-- Так. Не хорошо ему там. В больницу возил. Разов пять возил. Веревками к грядке прикручивал, чтобы не бился. Не приняли. А людей он не любит -- прячется, когда спокоен. Ну, когда накатится то, еще своих домашних, ничего себе, терпит. А на чужих бросается. И все зубами норовит за горло... за горло... как волк.
-- Но ведь это значит... -- начал соображать Никонов, -- это значит, что вы его заперли для того, чтобы он не бросался на нас, приезжих? Да? Когда мы стояли под дождем и ждали, вы заперли его?
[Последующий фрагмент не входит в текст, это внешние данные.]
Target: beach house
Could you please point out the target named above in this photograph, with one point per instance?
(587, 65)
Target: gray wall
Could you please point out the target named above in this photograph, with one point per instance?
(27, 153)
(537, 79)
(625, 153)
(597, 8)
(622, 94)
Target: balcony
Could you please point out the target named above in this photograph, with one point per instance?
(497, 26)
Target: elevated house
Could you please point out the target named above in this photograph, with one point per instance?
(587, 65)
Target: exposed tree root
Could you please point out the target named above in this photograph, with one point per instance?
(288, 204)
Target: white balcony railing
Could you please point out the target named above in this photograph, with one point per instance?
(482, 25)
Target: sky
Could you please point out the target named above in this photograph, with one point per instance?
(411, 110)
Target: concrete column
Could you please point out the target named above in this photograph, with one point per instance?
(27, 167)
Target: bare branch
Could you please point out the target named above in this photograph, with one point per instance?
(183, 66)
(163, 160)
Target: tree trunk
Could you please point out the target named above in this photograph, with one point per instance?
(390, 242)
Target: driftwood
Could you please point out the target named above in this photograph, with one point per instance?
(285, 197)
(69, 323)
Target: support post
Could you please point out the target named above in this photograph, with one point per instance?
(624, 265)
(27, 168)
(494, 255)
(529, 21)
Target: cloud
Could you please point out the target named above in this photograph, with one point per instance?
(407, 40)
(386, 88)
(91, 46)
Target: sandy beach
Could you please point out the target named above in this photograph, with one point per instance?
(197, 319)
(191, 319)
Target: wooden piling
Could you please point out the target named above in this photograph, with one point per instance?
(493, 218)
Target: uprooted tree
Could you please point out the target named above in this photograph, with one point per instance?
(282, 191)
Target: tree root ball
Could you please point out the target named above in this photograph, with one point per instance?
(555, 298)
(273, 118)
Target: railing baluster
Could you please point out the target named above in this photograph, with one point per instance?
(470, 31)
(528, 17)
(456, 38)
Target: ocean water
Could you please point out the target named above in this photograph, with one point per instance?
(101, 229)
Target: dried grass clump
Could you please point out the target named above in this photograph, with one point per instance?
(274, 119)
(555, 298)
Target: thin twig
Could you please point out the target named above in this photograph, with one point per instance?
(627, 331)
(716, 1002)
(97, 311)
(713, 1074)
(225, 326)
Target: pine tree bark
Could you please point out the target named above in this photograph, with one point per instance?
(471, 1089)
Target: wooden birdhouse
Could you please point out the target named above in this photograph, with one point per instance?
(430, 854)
Да?
-- Так, так! -- кивал головой хозяин. -- Потому что нельзя иначе. Люди заплутались, дорогу потеряли, обмокли... Как не пустить?.. А он сейчас зубами за горло... Часто запираю. А что стонет он -- вы не бойтесь. Он и на воле стонет. Боль в нем такая есть. Сидит внутри и гложет. Сидит и гложет, а ему мочи нет терпеть.
-- И... давно это с ним? -- несмело спросил Никонов. Ему было стыдно и больно, так больно, как будто та боль, что сидела в помешанном, заразила и его. Сразу, после немногих слов хозяина, все было теперь ясно и просто, и поэтому было еще ужаснее, чем представлялось в воображении.
-- Давно. Сюда таким уж привел. Да что говорить... Скучно вам будет, дело не барское... Вы бы спать легли. Притомились, поди, с дороги. Все спят.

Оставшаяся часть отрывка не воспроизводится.